Ed Emmanuel Carrère racconta questa pagina di storia contemporanea cercando di mantenere uno sguardo sempre lucido, sempre attento a cogliere qualsiasi sfumatura. Si sofferma sulla scelte delle parole, sui "brandelli di corpi", sull'aggettivo "aggrovigliarsi": mentre è seduto nella "scatola di legno bianco", lo scrittore cerca l'interiorità dei soggetti del suo racconto. Dà tridimensionalità ai parenti delle vittime, racconta chi non c'è più attraverso le persone che le hanno amate e riflette sull'ingiustizia legata alle vittime di serie A e serie B. Indaga la condizione umana per cui gli attentati di Parigi sono sempre quasi esclusivamente quelli legati al Bataclan.
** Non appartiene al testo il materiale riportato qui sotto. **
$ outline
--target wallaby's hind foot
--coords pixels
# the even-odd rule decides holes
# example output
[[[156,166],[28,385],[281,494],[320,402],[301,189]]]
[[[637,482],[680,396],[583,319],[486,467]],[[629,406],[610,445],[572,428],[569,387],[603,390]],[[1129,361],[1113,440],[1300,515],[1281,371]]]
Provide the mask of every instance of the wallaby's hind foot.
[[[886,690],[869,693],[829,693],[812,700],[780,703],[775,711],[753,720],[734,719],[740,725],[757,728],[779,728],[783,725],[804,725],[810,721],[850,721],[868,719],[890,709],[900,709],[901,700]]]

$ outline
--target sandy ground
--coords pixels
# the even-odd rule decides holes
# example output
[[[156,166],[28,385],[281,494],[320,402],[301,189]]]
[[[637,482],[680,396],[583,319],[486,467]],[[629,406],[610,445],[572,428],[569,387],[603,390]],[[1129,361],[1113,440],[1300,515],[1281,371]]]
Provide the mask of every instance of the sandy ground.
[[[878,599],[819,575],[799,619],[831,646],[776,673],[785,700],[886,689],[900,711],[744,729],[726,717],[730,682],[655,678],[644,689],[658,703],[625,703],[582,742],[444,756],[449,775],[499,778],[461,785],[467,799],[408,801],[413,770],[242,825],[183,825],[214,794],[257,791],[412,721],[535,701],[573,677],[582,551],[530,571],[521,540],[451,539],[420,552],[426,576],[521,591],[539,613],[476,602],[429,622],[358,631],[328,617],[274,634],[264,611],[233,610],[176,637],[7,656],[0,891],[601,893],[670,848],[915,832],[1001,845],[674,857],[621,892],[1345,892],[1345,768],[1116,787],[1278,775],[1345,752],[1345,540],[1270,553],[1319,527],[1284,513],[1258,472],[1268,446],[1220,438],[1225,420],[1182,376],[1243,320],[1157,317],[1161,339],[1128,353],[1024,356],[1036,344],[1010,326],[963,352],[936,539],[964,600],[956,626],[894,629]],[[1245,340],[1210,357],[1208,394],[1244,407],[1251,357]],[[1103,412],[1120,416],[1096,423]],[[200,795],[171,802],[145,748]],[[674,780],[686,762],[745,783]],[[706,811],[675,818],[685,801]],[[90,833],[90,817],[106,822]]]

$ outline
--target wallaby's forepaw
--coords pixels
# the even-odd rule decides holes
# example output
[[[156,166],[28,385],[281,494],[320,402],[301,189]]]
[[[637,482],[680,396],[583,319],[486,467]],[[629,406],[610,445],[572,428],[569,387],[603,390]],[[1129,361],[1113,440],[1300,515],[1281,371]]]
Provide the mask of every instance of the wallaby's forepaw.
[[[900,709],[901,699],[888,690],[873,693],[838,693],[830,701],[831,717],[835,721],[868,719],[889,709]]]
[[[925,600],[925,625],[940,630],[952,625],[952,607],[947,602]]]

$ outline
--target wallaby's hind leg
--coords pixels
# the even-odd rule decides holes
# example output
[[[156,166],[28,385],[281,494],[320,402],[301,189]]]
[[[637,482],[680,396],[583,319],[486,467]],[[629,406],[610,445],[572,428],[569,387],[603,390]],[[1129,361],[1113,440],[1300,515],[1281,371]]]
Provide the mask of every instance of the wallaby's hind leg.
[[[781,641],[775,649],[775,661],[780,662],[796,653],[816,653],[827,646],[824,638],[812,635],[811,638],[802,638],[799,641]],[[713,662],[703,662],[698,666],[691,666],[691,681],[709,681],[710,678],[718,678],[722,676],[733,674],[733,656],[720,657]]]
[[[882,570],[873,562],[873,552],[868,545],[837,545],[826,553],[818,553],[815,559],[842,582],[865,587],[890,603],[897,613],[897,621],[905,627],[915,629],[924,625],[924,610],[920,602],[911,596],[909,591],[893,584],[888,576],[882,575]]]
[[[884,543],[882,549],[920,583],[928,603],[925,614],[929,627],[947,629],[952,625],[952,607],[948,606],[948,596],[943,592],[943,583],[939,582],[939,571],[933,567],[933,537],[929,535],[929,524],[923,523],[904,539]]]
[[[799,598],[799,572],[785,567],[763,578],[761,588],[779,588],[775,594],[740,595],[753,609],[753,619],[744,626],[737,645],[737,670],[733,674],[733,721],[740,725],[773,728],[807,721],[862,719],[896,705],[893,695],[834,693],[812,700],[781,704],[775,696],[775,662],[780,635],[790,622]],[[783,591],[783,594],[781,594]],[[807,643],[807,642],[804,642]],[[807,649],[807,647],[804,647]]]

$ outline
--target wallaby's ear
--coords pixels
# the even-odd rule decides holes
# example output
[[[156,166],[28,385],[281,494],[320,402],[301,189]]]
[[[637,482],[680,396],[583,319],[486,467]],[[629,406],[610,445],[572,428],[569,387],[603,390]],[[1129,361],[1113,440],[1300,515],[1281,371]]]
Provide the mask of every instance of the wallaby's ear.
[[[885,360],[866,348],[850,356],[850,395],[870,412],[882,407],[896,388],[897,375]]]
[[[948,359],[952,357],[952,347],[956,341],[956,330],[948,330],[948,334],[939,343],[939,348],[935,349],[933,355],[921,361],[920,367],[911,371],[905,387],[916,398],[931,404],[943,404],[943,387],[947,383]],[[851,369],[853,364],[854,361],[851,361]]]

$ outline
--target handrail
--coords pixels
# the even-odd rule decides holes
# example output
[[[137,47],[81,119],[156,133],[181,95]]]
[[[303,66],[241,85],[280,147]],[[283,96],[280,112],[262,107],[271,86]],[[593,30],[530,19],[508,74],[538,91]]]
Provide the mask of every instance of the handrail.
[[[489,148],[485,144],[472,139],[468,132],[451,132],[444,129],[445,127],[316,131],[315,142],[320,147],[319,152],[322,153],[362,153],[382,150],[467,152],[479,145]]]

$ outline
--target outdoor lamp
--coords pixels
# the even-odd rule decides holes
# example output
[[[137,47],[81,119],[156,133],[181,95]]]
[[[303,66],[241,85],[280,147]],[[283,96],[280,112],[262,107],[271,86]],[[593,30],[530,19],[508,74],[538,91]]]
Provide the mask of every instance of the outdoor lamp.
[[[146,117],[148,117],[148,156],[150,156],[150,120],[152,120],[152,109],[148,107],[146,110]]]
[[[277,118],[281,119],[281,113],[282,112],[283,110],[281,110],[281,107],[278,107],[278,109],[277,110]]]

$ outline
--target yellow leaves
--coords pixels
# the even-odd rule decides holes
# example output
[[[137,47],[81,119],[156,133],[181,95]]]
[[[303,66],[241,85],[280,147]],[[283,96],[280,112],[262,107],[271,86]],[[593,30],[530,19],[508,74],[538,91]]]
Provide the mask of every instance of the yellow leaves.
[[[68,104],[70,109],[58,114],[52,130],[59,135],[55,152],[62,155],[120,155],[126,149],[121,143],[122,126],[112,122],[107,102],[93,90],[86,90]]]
Senza dubbio la parte più difficile da leggere è la prima, quella dove i sopravvissuti e i parenti delle vittime raccontano la loro esperienza. È un pugno costante nello stomaco, una lettura che ferisce l'empatia del lettore, che lo pone davanti a qualcosa che sembra inenarrabile e che pure Emmanuel Carrère riesce a mettere su pagina: il senso di colpa dei sopravvissuti, la vergogna di chi per sopravvivere ha dovuto schiacciare corpi, il coraggio di chi rimane per non lasciare uno sconosciuto morire da solo. Sono racconti crudi e vividi, ma la grandezza di Emmanuel Carrère sta proprio nel suo non eccedere mai nei toni, nel non scadere in facili ricatti emotivi che sarebbero ancora più semplici visto il tema tanto delicato.

Soprattutto, lo scrittore parigino si mostra un giudice superpartes nella sua opera, nella sua capacità di dare la stessa importanza alle vittime e ai carnefici. Sarebbe stato senz'altro più facile concentrarsi solo sulle vittime, vestirle di un abito di santità ed empatia: raccontare chi non ce l'ha fatta, analizzare chi è sopravvissuto e ha ripreso in mano la sua vita. Ma a Emmanuel Carrère non interessa tanto smuovere l'emotività dei suoi lettori: lo dice all'inizio dei suoi scritti. A lui interessa la giustizia. Ed essa, per essere praticata, ha bisogno di due facce di una medaglia. V13 non lesina sulle storie dei carnefici, su coloro che si sono radicalizzati: ai parenti delle vittime vengono contrapposti i racconti dei genitori degli attentatori. Vittime indirette, padroni di un dolore che nell'opinione pubblica non avrebbe alcun diritto di esistere e che pure esiste e che lo scrittore afferra e indaga, con una curiosità che non è mai morbosa, ma quasi scientifica.

Emmanuel Carrère - che ha presentato il suo lavoro a Roma e Milano, rispettivamente il 25 e il 27 marzo - analizza anche questa sua propensione a puntare la lente sui responsabili, con una consapevolezza personale che è un valore aggiunto al libro. "Per le vittime si prova pietà," scrive, "ma è dai colpevoli che si cerca di capire la personalità. Sono le loro vite che vengono passate al setaccio per scovare il punto di rottura, il momento misterioso in cui hanno deviato verso la menzogna o il crimine". La lettura di V13 non è quasi mai una lettura facile: è invece molto dolorosa, a tratti scioccante, che mette il lettore davanti alla consapevolezza del caos che abita la modernità e che pone ogni essere umano davanti ai capricci della storia. Ma la scrittura di Emmanuel Carrère è pulita e precisa, come un bisturi che sa perfettamente come dissezionare il cadavere di un racconto in cui si combatte per la Storia.

È ancora lo scrittore a chiarire l'andamento del racconto e del processo: "All'inizio si depone la sofferenza, alla fine si rende giustizia."